Nortel tailors Alteon firewall to company size

Nortel Networks has announced the release of three versions of its Alteon Switched Firewall system. The Alteon Switched Firewall...

Nortel Networks has announced the release of three versions of its Alteon Switched Firewall system. The Alteon Switched Firewall 5710, 5408 and 5100 are aimed at customers ranging from service providers down to small and medium-sized companies.

The models use Check Point's FireWall-1 Next Generation software and are intended to offer flexible security options to customers with a wide range of users, bandwidth and security needs.

The Alteon Switched Firewall 5710, for example, is aimed at large enterprises and service providers and offers more than 4Gbps of throughput, 32,000 sessions per second and support for up to one million concurrent sessions.

The Alteon 5100, on the other hand, is a low-end, non-accelerated switched firewall for organisations in need of basic firewall protection.

The announcement is the latest in a series of measures by Nortel to court the enterprise hardware market, which is dominated by Cisco.

Last month, the company unveiled its Unified Security Architecture program, an effort to sell customised and scalable network, application and management security products to enterprise customers.

Nortel also recently announced a restructuring and the introduction of a new business unit focused exclusively on enterprise networks.

"The problem Nortel faces is that the enterprise market for firewalls is pretty well understood and pretty well set," said Laura Koetzle, an analyst at Forrester Research.

"Companies like Cisco, NetScreen, Nokia, and Check Point pretty much have the enterprise firewall market figured out.

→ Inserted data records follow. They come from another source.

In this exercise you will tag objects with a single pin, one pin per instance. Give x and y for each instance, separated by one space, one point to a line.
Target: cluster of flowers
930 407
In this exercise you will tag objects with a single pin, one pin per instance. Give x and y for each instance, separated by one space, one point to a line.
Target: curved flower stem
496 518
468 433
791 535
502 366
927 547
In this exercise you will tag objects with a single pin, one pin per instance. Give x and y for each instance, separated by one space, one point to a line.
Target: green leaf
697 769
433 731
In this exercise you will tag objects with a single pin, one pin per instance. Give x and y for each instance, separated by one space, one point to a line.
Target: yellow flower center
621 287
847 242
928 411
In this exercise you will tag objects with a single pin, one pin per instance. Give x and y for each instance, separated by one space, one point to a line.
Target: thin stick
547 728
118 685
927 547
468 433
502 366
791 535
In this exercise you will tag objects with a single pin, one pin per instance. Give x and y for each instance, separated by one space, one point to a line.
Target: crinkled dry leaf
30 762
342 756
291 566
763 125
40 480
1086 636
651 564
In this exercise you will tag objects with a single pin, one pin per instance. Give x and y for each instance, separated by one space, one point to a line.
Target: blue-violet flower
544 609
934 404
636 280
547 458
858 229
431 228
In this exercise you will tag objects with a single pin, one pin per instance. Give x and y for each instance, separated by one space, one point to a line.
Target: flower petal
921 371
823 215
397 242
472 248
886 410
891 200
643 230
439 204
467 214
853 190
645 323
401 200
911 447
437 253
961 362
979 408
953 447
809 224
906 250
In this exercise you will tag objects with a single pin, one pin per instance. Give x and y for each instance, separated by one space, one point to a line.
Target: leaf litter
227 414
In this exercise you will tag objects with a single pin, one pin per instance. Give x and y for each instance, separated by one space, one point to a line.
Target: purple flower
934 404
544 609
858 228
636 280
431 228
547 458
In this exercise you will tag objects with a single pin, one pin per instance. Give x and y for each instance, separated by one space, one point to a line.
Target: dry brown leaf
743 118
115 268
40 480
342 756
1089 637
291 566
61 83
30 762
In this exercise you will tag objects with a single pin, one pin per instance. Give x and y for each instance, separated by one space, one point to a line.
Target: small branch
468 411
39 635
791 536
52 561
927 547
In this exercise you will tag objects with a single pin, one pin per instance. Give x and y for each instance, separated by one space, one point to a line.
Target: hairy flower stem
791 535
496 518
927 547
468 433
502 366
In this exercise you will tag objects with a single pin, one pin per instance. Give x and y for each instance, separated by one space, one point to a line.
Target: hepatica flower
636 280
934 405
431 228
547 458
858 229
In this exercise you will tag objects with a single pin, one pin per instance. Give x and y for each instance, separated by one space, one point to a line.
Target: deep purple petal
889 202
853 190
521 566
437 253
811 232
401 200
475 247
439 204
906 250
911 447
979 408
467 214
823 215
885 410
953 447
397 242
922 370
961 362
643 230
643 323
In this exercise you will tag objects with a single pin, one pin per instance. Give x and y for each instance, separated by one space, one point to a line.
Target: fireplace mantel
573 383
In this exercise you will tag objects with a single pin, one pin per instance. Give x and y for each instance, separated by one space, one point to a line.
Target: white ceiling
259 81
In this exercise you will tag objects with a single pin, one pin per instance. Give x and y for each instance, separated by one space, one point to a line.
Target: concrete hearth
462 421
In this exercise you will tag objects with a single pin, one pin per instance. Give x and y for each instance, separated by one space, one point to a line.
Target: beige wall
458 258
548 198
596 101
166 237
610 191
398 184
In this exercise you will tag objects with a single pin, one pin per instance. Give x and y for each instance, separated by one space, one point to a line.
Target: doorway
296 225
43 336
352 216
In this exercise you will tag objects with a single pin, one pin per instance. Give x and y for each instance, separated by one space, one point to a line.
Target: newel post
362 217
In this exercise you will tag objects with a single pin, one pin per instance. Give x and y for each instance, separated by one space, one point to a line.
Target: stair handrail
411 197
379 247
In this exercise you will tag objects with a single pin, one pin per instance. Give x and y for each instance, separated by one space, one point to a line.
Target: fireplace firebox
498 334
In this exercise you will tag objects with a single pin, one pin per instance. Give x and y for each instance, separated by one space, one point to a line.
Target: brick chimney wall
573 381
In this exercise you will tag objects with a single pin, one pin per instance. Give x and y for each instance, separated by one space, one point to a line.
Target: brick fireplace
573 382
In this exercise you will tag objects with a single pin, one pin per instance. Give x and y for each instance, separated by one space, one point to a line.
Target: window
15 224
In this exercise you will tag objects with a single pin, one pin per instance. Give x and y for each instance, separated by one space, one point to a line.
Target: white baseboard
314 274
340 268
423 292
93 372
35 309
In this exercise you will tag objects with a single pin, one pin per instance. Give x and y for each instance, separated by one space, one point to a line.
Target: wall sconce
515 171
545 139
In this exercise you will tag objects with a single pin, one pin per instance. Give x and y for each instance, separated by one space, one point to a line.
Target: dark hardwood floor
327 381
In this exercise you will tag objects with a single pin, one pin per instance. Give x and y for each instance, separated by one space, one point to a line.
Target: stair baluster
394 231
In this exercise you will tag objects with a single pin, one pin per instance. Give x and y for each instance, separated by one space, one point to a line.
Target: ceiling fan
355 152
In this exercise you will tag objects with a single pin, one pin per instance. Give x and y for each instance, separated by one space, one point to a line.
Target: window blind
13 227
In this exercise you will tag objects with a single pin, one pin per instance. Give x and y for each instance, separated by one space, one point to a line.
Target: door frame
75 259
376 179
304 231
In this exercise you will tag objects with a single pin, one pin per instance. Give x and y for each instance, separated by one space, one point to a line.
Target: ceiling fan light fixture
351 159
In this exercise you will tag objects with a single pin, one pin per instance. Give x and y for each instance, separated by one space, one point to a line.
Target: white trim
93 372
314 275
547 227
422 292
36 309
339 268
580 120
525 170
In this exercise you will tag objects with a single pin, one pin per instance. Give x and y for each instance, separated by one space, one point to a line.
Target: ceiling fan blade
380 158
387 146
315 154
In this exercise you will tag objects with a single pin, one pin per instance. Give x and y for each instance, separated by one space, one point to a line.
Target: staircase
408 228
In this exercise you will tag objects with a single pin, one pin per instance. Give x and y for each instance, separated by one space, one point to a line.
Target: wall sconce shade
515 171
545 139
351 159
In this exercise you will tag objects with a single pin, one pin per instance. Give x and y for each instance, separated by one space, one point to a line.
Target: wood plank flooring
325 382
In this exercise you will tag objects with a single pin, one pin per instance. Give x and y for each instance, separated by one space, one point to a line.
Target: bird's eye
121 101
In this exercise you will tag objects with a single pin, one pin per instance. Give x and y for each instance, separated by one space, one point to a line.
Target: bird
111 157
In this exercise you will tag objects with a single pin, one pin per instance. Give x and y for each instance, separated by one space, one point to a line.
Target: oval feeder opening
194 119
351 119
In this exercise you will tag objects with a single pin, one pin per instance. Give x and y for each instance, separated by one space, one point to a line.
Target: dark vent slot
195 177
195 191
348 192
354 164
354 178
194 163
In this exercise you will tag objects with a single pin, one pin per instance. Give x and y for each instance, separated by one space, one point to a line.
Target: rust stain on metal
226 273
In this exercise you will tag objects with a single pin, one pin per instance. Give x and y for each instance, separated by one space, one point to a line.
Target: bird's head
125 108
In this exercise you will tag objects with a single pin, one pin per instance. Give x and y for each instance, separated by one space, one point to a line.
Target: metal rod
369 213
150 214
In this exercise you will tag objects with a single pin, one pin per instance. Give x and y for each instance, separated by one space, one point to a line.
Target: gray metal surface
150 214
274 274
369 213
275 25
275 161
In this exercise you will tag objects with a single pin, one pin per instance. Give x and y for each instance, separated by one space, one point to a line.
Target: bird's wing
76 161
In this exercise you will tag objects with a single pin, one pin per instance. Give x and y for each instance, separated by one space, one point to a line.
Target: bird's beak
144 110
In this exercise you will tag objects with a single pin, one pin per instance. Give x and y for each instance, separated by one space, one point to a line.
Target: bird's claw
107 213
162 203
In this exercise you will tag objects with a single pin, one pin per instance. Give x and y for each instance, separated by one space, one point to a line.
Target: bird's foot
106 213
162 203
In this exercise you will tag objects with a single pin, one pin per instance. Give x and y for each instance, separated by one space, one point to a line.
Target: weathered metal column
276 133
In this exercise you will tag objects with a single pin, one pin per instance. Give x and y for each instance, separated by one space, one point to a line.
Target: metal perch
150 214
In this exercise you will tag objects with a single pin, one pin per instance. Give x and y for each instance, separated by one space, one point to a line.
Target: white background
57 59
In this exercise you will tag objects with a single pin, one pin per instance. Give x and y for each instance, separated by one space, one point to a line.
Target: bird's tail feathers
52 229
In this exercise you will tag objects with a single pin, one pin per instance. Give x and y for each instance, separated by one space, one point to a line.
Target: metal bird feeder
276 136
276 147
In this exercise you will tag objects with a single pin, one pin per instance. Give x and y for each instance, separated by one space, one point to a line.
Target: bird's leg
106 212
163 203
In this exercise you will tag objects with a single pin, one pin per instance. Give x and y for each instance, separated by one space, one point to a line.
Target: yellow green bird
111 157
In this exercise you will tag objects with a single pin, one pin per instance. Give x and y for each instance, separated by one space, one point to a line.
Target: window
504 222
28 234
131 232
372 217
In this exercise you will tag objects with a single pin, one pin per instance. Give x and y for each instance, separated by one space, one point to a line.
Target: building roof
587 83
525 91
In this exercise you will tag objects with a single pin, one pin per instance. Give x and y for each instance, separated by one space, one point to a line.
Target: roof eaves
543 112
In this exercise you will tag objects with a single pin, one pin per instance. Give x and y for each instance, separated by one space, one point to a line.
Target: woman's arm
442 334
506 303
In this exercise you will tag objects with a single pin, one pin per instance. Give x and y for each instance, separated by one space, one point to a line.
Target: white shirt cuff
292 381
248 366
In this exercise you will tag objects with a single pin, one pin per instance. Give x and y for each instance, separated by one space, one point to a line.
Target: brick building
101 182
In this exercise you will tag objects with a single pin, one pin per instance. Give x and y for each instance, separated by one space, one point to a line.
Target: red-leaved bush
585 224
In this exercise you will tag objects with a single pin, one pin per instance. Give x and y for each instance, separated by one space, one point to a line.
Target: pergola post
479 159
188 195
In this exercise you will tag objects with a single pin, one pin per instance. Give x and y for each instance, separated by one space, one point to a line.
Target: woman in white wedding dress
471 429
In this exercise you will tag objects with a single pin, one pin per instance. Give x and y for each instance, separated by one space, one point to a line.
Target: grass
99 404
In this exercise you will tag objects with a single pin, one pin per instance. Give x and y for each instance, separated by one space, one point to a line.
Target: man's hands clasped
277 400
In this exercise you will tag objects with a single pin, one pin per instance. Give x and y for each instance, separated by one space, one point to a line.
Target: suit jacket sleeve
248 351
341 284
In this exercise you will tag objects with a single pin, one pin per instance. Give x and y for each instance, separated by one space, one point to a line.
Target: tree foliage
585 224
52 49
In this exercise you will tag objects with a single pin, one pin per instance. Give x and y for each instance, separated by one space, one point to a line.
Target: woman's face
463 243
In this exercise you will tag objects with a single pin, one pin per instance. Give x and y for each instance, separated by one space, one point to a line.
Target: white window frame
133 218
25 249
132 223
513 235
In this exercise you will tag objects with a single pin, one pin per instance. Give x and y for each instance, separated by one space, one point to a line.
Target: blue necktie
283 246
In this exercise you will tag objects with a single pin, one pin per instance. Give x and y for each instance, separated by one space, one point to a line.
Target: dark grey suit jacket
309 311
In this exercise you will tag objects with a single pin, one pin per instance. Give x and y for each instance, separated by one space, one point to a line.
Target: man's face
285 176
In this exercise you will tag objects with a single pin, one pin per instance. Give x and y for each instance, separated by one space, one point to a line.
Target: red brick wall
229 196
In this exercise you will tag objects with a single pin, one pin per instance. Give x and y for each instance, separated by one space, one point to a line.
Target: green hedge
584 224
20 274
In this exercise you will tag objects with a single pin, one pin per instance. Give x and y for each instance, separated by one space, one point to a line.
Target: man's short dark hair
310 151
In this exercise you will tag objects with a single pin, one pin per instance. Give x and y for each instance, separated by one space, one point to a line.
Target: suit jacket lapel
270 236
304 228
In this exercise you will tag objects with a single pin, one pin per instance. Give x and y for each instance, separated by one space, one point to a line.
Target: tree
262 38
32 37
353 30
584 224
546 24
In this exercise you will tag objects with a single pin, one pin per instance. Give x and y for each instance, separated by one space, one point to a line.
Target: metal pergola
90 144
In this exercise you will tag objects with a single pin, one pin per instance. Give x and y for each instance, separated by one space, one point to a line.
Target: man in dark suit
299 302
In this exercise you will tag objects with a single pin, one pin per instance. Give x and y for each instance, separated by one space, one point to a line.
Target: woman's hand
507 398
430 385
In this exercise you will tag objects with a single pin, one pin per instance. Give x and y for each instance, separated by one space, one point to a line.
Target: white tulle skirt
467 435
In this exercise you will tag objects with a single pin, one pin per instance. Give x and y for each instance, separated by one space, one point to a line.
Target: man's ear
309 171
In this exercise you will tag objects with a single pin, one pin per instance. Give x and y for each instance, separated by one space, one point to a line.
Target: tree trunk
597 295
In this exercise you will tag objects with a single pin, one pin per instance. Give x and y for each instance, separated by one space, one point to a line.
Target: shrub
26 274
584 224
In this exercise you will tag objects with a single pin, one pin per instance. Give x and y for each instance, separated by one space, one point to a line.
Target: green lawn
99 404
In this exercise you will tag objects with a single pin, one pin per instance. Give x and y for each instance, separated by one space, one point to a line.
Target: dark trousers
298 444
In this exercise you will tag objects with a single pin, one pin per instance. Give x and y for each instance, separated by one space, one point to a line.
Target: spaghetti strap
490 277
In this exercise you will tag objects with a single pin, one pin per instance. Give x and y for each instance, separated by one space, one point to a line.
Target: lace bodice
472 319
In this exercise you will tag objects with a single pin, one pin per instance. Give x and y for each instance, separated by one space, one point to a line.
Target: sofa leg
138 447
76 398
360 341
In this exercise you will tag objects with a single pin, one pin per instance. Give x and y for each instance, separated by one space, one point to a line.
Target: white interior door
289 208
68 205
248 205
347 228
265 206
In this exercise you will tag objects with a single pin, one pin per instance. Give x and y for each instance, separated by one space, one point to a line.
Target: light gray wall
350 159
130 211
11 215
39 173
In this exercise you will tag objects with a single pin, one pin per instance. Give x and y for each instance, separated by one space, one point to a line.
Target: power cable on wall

And, while I have no doubt that [the new Alteon models] are good products, they're going to have to severely undercut the existing players on price to get a piece of the market," Koetzle said.

Nortel built its reputation as a supplier for large infrastructure companies such as telecommunications and service providers. As the fortunes of those companies rose during the bull market of the 1990s so did Nortel's, which commanded a share price of more than $75 at the height of the Internet bubble in spring 2000.

However, the collapse of the telecommunications sector has hit Nortel's sales hard, with most telecommunications companies cutting jobs and severely restricting spending on hardware.

The company lost a total of $24bn (£15.45bn) in 2001. Nortel also posted a net loss in the second quarter of $697m, compared with a net loss of $16.64bn in the same period last year.

While Nortel's firewalls may offer customers an advantage in terms of flexibility and performance, analysts say the company will have to do more to woo customers away from companies that already have a strong foothold in the enterprise market.